Herbert Jacob’s piece, written in the early 1980s, was the direct beneficiary of these new perspectives. Consider the issue of organizational structure. Like Mohr, Jacob noted that courts lacked the formal supervisory hierarchy so prevalent in ordinary organizations. But Jacob (drawing on insights from the new theories discussed above) further noted that courts at every level had a significant informal power structure. This structure was, in Jacob’s words, “very complicated,” in that attorneys, judges, and court staff all played significant strategic roles in the life of a case and control of a docket.
Jacob also built on the insights of the new theories by more fully exploring how courts interact with their environment. Like other organizations, courts establish boundaries between themselves and the outside world to help clarify their internal decision-making. They then reach beyond those boundaries in an attempt to control the environment where possible. So, for example, trial courts rely on prosecutorial screening as a preliminary means of docket control in criminal cases, and use filing deadlines and mandatory pretrial conferences to control civil dockets. Jacob further examined communication and decision-making in the courts, using a similar framework.

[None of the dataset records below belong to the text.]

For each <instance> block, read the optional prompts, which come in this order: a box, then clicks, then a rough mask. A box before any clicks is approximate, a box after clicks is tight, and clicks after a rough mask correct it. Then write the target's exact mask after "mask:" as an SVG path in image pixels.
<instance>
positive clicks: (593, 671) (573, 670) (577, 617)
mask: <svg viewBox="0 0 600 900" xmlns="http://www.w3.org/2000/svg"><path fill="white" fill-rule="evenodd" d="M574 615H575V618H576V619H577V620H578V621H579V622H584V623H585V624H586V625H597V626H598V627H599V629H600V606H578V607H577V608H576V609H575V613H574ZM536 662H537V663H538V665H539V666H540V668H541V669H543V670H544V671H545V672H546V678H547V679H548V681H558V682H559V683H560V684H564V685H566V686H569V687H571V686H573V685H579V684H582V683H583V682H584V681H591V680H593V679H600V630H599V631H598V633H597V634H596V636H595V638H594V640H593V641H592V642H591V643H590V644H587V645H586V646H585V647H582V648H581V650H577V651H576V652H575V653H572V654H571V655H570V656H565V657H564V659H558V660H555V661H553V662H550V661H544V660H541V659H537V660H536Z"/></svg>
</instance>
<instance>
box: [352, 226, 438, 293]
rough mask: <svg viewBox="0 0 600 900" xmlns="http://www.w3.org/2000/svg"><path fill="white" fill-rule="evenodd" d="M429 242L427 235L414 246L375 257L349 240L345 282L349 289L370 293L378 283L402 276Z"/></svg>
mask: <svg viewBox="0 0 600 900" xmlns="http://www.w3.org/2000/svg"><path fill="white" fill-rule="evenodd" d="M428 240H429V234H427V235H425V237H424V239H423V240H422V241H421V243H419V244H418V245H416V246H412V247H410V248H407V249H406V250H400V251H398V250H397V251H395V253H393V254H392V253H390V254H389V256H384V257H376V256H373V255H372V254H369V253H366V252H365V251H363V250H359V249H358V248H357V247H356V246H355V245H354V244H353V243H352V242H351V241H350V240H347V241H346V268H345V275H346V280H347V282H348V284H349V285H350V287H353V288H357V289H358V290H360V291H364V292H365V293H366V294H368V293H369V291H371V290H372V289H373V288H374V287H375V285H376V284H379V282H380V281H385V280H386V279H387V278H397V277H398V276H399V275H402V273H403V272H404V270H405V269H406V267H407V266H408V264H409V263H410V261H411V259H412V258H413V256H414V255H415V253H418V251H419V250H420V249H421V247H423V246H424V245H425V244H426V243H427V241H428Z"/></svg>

Jacob closes his article with a nod to Mohr:
This assessment of the utility of organizational theories is somewhat more sanguine than Mohr’s (1976). Like Mohr’s, it places little emphasis on hierarchical elements of organizational structure, but more on the decisional processes that are so prominent in the courtroom’s work. However, it sees the value of organizational concepts as extending beyond this emphasis on decisional processes to an examination of exchanges with the environment and the impact of recruitment and socialization.
Mohr and Jacob’s classic articles give a valuable glimpse into the dawn of the modern court organization movement. They are well worth a careful read even today.
Citations: Lawrence B. Mohr, Organizations, Decisions, and Courts, 10 Law & Soc’y Rev. 621 (1976); Herbert Jacob, Courts as Organizations, in Empirical Theories about Courts (1983).